What is the difference between a 1D array and a 2D array in terms of indexing?

A 1D array uses a single index to locate an element in a linear sequence, while a 2D array uses two indices (typically row and column) to locate an element within a grid or table structure.

How does a linear search differ from a bubble sort in terms of their primary objective?

A linear search is designed to find the location of a specific target value within a dataset, whereas a bubble sort is designed to rearrange all elements in a dataset into a specific (ascending or descending) order.

When should you use a WHILE loop instead of a FOR loop for searching an array?

A WHILE loop is preferred when you want the flexibility to exit the search early as soon as the item is found, whereas a FOR loop typically runs for a fixed number of iterations regardless of whether the target is located.

What error occurs if a bubble sort loop attempts to compare `Array[Index]` and `Array[Index + 1]` when `Index` is at the Upper Bound?

An 'Index Out of Bounds' error occurs because `Index + 1` refers to a position outside the allocated memory of the array. The loop must be designed to stop at `Upper Bound - 1`.

What happens if you try to swap two array elements without using a temporary variable?

One of the values will be overwritten and lost. For example, if you set `A = B`, the original value of `A` is gone, so you cannot subsequently set `B = A` to complete the swap.

Why is it a mistake to perform a linear search without a 'Found' flag or similar logic?

Without a flag or early exit, the algorithm will continue checking every remaining element even after the target is found, leading to unnecessary processing and potentially returning the wrong index if duplicate values exist.

Define the 'Lower Bound' and 'Upper Bound' of an array.

The Lower Bound is the index of the first element in the array (often 0 or 1), and the Upper Bound is the index of the final element. These define the total capacity of the static structure.

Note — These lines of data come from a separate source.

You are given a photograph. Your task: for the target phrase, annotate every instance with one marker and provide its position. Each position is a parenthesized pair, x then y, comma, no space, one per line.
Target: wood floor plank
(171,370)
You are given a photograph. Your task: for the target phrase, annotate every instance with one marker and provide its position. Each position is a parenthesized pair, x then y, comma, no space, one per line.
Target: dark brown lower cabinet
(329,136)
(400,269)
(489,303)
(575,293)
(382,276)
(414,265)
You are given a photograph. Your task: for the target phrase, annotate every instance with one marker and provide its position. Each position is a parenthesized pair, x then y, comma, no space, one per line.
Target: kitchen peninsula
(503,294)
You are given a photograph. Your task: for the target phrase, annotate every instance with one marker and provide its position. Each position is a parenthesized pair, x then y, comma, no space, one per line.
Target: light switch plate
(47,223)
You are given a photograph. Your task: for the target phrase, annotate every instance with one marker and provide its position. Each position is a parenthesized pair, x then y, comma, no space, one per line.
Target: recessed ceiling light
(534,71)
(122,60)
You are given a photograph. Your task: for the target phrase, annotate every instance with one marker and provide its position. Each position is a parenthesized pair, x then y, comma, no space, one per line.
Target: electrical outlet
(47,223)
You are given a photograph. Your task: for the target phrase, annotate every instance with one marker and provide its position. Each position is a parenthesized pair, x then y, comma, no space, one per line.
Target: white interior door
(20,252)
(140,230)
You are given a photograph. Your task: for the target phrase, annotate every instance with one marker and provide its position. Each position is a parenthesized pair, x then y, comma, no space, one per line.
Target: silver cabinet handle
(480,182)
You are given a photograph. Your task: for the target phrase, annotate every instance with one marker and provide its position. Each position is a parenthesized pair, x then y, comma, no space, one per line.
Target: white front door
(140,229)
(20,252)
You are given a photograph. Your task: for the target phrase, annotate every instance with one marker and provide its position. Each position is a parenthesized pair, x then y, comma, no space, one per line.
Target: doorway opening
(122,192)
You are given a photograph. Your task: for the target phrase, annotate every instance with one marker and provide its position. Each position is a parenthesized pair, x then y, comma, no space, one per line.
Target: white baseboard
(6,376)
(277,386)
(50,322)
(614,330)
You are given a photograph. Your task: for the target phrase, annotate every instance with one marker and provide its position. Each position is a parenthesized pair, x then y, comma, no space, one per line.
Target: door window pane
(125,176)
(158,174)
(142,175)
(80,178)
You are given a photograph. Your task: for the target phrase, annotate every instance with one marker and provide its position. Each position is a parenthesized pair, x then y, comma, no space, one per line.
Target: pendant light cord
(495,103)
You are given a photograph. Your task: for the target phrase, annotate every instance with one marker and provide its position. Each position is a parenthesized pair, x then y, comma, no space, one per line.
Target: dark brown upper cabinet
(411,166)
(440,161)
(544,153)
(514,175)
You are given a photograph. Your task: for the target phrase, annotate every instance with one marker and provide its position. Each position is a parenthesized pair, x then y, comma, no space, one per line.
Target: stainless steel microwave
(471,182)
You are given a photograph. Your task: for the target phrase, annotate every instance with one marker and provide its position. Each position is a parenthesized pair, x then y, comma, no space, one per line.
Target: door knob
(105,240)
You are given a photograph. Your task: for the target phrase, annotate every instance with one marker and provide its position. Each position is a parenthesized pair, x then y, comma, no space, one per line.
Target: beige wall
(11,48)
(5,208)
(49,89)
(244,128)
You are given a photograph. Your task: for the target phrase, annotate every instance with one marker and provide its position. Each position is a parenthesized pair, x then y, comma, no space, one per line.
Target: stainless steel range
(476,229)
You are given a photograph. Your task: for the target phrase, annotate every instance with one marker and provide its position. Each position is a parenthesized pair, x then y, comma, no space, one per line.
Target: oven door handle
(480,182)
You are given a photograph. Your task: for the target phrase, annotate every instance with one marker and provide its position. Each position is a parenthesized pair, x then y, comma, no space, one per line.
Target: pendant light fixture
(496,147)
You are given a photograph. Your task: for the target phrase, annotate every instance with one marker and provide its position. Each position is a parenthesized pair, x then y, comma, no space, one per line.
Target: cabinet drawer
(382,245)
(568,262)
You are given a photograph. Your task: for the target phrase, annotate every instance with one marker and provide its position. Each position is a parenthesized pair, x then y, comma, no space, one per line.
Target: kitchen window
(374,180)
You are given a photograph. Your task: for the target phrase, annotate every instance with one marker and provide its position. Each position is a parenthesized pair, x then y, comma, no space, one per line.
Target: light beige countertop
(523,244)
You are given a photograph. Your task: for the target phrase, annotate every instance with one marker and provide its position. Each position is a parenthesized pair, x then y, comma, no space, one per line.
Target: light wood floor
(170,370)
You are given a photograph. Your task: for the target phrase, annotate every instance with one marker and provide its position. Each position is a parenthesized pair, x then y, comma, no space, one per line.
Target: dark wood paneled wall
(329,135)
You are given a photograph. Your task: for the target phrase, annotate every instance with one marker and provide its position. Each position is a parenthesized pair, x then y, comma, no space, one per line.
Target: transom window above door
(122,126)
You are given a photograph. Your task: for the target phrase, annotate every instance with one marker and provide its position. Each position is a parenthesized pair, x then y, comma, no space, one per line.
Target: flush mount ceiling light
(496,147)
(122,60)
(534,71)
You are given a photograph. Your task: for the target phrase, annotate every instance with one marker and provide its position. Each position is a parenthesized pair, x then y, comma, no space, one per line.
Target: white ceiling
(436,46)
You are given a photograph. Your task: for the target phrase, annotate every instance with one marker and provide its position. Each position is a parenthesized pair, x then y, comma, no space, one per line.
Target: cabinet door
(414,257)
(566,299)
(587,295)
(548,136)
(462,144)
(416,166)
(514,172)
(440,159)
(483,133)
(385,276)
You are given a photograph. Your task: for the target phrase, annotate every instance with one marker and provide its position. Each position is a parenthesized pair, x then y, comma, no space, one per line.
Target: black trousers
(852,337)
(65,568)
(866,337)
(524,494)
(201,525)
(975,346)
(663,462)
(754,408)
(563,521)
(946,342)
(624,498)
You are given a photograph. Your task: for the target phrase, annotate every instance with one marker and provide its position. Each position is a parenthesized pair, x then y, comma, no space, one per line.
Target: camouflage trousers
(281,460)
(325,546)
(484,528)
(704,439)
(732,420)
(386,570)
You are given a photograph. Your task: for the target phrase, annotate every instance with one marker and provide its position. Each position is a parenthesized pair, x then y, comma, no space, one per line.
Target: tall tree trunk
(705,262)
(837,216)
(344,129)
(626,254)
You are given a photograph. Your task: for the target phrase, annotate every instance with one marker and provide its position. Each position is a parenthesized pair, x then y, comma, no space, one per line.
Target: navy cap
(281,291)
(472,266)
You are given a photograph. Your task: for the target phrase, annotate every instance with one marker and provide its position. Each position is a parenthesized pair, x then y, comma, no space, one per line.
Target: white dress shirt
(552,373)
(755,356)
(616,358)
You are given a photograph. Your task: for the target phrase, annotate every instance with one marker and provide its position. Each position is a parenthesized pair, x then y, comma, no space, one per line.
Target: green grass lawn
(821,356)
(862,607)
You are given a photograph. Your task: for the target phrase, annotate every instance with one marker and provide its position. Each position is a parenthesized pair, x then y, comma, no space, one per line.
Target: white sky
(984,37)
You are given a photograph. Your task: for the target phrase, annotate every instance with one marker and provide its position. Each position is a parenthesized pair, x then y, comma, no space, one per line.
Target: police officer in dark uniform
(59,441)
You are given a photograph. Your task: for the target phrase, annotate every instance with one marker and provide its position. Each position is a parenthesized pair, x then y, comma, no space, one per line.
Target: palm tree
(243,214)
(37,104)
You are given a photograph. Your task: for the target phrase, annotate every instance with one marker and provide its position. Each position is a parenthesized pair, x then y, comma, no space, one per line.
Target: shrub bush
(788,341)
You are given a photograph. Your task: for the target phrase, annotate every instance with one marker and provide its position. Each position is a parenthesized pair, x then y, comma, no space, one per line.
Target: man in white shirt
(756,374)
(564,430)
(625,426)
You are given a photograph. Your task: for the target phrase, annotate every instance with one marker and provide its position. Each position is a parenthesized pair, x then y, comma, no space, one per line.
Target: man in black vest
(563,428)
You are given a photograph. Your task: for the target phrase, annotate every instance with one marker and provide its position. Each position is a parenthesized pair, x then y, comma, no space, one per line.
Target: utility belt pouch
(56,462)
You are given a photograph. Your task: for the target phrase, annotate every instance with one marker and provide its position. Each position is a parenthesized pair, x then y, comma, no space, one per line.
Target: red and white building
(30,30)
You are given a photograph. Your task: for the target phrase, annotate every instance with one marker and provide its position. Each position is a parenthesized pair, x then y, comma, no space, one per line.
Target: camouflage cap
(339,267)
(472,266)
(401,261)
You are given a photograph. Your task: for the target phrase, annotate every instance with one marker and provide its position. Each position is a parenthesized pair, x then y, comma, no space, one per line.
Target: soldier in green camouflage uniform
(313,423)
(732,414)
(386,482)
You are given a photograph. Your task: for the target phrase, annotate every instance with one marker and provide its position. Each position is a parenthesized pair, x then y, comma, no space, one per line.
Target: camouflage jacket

What is the pseudocode syntax for declaring a 1D array of 50 decimals?

The syntax is `DECLARE : ARRAY[0:49] OF REAL`. This specifies the name, the index range (0 to 49), and the data type (REAL for decimals).

What is a 'pass' in the context of a bubble sort?

A pass is one complete cycle through the array where the algorithm compares every adjacent pair once. Multiple passes are usually required to fully sort an array.

Why is the bubble sort considered an 'inefficient' sort for large datasets?

It uses nested loops, meaning the number of comparisons increases quadratically as the dataset grows ($O(n^2)$). For large arrays, the number of swaps and comparisons becomes computationally expensive.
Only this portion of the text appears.